"Herr Reimers," she would cry, "how inattentive you are. You must really look after the balls better!"
But when she noted the direction of his admiring glances, a delicate flush would overspread her face and mount to her white brow, on which a single premature furrow was curiously noticeable.
"You see, Herr Reimers," she said, one evening in May, "we are the last again."
The sun had just set. A light mist rising from the river was faintly coloured by the last red rays.

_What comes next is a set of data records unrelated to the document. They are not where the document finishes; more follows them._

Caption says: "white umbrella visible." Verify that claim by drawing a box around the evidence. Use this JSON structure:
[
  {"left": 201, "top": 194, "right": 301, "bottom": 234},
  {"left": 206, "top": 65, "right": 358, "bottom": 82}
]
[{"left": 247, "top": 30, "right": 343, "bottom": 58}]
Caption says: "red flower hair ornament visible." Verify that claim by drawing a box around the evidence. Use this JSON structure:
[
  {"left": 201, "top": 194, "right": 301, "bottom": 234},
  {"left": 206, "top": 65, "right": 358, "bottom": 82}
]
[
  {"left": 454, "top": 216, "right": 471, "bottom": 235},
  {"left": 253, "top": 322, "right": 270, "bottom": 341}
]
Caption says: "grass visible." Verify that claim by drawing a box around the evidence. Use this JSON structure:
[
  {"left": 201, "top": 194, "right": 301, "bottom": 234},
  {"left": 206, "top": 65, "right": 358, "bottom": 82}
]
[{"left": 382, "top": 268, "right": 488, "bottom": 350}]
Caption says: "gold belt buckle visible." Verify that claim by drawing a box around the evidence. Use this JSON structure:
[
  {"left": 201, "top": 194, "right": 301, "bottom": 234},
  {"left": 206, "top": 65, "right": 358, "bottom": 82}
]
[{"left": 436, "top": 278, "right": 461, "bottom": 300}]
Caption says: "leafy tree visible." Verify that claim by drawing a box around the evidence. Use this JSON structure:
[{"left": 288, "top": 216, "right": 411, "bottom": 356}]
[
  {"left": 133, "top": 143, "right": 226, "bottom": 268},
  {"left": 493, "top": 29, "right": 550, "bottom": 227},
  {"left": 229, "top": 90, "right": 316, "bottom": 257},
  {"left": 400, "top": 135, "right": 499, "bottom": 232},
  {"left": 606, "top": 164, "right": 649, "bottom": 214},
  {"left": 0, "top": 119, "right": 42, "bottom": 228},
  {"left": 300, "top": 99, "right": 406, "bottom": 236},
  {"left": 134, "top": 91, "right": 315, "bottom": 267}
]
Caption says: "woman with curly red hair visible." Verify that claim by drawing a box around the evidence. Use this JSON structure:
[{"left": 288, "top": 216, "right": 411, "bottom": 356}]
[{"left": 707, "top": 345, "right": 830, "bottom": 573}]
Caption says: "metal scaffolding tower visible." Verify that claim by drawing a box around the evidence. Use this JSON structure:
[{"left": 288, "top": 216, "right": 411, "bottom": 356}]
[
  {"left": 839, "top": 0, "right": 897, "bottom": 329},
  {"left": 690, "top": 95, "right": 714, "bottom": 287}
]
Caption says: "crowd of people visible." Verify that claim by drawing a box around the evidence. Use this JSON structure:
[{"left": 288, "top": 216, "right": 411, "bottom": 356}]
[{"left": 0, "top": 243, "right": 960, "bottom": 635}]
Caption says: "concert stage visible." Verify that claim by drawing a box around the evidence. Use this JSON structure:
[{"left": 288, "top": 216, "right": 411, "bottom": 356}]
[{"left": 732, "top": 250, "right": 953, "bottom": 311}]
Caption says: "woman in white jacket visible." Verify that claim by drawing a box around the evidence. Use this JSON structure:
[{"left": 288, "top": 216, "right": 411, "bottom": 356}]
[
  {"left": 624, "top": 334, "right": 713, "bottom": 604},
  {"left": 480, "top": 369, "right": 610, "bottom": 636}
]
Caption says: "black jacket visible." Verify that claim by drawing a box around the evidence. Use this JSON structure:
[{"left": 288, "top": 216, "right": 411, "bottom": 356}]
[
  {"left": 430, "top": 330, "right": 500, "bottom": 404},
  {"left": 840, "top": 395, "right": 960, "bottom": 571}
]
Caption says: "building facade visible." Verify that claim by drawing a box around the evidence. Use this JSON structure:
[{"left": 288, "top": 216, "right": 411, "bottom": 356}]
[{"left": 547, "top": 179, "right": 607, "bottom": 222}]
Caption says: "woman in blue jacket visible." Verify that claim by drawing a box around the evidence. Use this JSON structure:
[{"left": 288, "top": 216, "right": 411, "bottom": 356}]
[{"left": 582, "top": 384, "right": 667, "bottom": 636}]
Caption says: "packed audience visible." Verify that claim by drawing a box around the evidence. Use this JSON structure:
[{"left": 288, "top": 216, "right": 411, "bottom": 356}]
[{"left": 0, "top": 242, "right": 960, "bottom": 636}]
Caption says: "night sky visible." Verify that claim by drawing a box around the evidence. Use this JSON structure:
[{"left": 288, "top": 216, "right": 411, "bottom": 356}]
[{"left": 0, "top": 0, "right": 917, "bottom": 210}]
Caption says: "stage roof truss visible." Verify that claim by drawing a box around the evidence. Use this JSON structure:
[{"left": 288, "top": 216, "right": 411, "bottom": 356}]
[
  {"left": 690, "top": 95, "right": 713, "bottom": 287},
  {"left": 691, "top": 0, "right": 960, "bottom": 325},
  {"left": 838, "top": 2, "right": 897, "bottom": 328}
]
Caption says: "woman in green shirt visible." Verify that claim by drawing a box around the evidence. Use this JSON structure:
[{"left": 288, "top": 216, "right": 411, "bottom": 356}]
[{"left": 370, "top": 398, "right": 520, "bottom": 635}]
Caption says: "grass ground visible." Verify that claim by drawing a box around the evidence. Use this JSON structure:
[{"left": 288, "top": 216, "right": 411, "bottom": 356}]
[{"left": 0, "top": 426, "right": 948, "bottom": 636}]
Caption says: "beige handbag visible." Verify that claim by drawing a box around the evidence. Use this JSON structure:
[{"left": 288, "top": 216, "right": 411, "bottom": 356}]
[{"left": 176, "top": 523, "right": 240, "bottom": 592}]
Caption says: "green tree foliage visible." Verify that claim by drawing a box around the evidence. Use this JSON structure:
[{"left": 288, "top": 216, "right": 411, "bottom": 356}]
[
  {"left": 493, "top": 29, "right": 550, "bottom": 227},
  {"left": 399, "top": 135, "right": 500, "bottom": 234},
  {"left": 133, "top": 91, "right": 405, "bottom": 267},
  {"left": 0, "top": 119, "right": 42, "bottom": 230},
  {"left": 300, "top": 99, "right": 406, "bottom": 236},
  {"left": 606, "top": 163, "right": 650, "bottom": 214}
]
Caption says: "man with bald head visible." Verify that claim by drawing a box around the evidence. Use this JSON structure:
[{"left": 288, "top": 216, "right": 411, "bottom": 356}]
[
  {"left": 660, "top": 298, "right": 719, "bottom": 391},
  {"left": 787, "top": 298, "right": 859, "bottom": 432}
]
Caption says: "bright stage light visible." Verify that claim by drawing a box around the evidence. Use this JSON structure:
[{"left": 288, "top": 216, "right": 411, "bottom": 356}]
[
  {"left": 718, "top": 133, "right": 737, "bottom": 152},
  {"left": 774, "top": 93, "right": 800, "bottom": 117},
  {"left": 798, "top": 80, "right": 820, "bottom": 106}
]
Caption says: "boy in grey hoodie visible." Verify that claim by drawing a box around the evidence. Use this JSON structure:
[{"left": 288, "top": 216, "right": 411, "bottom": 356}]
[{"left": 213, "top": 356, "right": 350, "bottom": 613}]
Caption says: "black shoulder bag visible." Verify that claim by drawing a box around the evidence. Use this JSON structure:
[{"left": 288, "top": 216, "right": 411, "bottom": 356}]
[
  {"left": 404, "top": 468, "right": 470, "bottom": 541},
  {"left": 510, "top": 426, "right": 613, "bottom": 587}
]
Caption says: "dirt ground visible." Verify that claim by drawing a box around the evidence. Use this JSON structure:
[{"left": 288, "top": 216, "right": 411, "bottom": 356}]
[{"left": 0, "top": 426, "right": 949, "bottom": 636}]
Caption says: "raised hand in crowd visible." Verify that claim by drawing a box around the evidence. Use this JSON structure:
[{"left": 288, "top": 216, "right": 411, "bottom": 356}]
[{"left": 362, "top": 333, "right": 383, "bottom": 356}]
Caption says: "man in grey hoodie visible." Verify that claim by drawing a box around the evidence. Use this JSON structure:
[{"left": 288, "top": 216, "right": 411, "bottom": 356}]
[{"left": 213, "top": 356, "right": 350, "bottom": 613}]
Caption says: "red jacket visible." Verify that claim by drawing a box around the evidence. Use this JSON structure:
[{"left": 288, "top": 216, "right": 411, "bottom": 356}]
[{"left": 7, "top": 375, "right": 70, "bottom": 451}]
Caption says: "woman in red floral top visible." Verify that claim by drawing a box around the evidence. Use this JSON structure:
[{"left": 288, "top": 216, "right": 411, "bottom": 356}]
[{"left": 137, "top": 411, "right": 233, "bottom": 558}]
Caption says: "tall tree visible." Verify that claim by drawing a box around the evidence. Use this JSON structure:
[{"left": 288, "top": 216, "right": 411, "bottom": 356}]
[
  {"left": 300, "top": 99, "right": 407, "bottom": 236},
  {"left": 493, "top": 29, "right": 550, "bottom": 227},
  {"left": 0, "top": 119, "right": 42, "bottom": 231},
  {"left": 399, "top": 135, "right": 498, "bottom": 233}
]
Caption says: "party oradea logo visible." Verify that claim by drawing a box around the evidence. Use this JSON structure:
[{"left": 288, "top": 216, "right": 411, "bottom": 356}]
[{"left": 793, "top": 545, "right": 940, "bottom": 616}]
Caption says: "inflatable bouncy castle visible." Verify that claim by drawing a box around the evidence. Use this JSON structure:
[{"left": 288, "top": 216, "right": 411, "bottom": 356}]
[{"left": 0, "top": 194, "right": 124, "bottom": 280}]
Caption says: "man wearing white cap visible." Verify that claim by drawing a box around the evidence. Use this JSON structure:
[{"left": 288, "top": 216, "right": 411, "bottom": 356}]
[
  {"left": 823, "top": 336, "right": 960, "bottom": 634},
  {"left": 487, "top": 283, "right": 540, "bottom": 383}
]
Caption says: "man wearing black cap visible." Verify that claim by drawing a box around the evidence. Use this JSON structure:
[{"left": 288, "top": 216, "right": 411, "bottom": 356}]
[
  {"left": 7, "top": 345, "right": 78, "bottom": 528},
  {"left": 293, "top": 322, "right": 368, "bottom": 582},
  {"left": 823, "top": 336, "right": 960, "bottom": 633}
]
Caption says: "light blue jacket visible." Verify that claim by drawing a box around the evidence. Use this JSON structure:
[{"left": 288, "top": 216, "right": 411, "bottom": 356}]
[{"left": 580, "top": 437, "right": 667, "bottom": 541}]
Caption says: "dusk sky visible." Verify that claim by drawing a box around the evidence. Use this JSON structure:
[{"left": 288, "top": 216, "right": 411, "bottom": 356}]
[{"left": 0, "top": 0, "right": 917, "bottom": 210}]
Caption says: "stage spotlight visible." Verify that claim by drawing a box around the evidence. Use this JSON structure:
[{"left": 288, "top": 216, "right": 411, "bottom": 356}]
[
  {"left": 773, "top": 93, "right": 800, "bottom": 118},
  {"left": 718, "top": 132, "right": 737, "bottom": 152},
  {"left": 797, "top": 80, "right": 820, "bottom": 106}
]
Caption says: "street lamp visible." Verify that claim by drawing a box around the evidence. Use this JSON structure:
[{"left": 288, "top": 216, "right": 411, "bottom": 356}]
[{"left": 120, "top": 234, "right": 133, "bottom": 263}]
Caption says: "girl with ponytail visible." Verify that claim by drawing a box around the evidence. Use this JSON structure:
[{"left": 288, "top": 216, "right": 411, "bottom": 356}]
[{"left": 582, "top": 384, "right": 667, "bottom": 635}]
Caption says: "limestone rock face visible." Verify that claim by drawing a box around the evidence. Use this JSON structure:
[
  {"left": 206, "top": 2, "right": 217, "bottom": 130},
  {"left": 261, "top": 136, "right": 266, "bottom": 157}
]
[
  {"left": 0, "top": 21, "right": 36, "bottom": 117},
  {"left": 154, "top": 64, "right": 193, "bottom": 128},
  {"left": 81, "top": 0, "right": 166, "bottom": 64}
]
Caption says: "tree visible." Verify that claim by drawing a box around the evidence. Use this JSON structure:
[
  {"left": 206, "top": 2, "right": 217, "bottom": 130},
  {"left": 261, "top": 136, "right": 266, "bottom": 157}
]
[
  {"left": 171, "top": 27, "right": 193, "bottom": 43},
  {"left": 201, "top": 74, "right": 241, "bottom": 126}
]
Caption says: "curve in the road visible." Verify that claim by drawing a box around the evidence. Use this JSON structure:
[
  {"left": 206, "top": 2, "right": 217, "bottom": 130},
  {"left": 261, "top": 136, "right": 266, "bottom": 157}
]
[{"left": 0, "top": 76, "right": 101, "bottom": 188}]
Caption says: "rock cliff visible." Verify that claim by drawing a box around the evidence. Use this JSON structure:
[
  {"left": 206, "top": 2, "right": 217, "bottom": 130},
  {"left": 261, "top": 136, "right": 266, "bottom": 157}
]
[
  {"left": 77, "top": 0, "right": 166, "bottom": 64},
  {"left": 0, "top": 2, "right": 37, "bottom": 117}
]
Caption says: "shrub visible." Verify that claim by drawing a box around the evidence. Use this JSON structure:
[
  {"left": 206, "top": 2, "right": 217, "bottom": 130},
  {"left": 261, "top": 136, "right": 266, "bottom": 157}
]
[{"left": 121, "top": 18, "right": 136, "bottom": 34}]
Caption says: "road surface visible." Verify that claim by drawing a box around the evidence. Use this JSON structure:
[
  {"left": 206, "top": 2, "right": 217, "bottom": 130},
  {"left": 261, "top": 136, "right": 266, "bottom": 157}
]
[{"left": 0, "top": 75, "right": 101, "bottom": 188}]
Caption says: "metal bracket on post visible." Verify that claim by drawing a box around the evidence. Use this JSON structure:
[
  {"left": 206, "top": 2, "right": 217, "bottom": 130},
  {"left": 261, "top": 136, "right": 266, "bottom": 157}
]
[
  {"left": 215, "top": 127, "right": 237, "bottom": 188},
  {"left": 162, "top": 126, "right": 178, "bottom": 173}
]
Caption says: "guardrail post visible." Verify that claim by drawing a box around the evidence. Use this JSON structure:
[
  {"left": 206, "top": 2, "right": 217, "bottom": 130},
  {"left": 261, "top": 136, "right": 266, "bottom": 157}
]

Frau von Gropphusen rested her foot on a garden chair and refastened the strap of her shoe. Reimers stood watching, with his racquet in his hand. The stooping posture, though unusual, was so graceful, that he said simply and with conviction, but without the least passion or sentimentality in his voice: "Dear lady, how wonderfully beautiful you are!"
Hannah von Gropphusen bent closer over her shoe-lace. She wanted to say something in reply just as simple as his own words had been; but she could find nothing except the banal rejoinder: "Please do not flatter me, Herr Reimers!" and her voice rang a little sharply.
They walked silently side by side towards the town, by the footpath across the meadows, and then along a little bit of the high-road until they came to the first houses.
Reimers was under a spell. He could not speak. He listened to the light rapid footfall that accompanied his longer stride to the rhythm of her silk-lined skirt as she walked; and as the evening breeze from the river wafted a faint perfume towards him, he thought of the lovely slender arm he had seen through the transparent material of her sleeve. This perfume must come from that fair soft skin. He felt a sudden longing to kiss the beautiful arms.
Frau von Gropphusen avoided looking at her companion. Once only she stole a glance at him with a shy, questioning, dubious expression. It chanced that Reimers was looking at her. Their eyes met, and parted reluctantly.
At the garden gate he kissed her hand in farewell. She started a little and said with an assumption of gaiety, "Heavens! what can have come to us? On a warm spring evening like this our hands are as cold as ice!"